Before I came to Westminster I had lived in a "sheltered" suburb of Dallas. I am in fact, a part of the white south, however I do not agree with the prejudice against the underclass. The underclass can be divided into two categories: poor blacks and poor whites. The slide show was an in depth glance at what I have seen bits and pieces of for years. On the outskirts of my secluded "sheltered" neighborhood there are numerous shacks of various colors and styles, but they all are owned by poor blacks. The shacks are very run down and resemble the shacks and poor living conditions seen in the slide show. I believe what really opened my eyes to the problem of prejudice, was being able to go inside these shacks through your photography. 

By watching the slides, I was able to see the insides of these homes and the people who lived there.
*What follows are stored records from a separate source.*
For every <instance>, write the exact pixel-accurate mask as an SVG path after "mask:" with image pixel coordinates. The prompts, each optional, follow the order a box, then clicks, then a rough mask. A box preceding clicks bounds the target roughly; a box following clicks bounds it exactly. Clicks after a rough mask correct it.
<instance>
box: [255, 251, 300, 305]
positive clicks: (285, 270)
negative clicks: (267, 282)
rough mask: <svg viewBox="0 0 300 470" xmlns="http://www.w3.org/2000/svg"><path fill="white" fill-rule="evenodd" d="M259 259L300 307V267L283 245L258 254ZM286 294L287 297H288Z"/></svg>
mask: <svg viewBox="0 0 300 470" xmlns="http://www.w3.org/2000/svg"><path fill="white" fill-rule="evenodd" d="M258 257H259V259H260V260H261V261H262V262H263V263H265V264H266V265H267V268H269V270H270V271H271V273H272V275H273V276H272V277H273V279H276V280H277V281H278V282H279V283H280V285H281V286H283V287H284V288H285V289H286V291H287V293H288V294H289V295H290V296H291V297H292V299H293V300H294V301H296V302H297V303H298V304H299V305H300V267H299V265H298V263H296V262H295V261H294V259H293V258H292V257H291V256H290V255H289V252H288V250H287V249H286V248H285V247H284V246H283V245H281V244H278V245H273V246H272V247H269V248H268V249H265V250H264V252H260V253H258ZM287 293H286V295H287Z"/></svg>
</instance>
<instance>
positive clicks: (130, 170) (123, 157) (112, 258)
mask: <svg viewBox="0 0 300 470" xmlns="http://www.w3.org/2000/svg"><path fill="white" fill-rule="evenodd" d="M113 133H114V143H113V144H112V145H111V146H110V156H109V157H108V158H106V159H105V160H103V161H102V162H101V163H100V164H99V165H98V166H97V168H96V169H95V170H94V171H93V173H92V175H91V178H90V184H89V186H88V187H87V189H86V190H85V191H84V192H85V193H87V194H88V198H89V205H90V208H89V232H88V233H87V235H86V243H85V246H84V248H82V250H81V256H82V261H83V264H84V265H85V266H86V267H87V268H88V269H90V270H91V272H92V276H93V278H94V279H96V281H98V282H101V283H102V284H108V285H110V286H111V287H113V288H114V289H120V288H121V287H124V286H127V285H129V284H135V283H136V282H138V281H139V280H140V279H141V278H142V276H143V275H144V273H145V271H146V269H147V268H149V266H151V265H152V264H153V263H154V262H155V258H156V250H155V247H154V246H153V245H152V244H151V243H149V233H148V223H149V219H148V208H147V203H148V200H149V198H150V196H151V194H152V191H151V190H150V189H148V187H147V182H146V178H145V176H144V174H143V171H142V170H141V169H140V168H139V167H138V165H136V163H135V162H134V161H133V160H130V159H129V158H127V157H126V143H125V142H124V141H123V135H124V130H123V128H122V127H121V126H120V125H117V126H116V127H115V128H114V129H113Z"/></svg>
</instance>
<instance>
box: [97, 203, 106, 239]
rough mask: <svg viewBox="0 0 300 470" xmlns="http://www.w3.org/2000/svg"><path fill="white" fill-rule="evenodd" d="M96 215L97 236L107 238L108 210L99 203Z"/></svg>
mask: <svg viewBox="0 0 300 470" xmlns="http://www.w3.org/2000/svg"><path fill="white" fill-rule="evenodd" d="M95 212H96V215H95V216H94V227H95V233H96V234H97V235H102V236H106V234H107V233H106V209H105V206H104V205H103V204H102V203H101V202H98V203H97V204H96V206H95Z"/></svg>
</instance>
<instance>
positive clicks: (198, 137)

I realized the outside of these shacks was only a mere framework of the problem, unfortunately the inside was even worse and more depressing than the exterior. Through the slides I could see how the "victims of prejudice in America" live, and how helpless they were. Everyday, the public passes by these bowels and glance out from the corner of their eye but keep on driving to their destination without a second thought. I believe the people who keep driving and ignore the problem known as prejudice, are actually the root of the problem because of their ignorance. 

We, as Americans must stop the prejudice, and a change must take place. For example, we must not ignore or form prejudices towards the less fortunate, and take action to stop this catastrophe and change the way America looks upon the poor. Lastly, I believe one should remember two famous sayings (which were taught along with prejudice, to every young boy or girl)  when one comes in contact with prejudice. First, "Love thy neighbor," and secondly, "Do unto others as you hope they do to you." It seems that the ideas portrayed in these sayings are becoming extinct. What will prejudice take away next? From now on, I will do everything in my power to stop prejudice and aid to its extinction.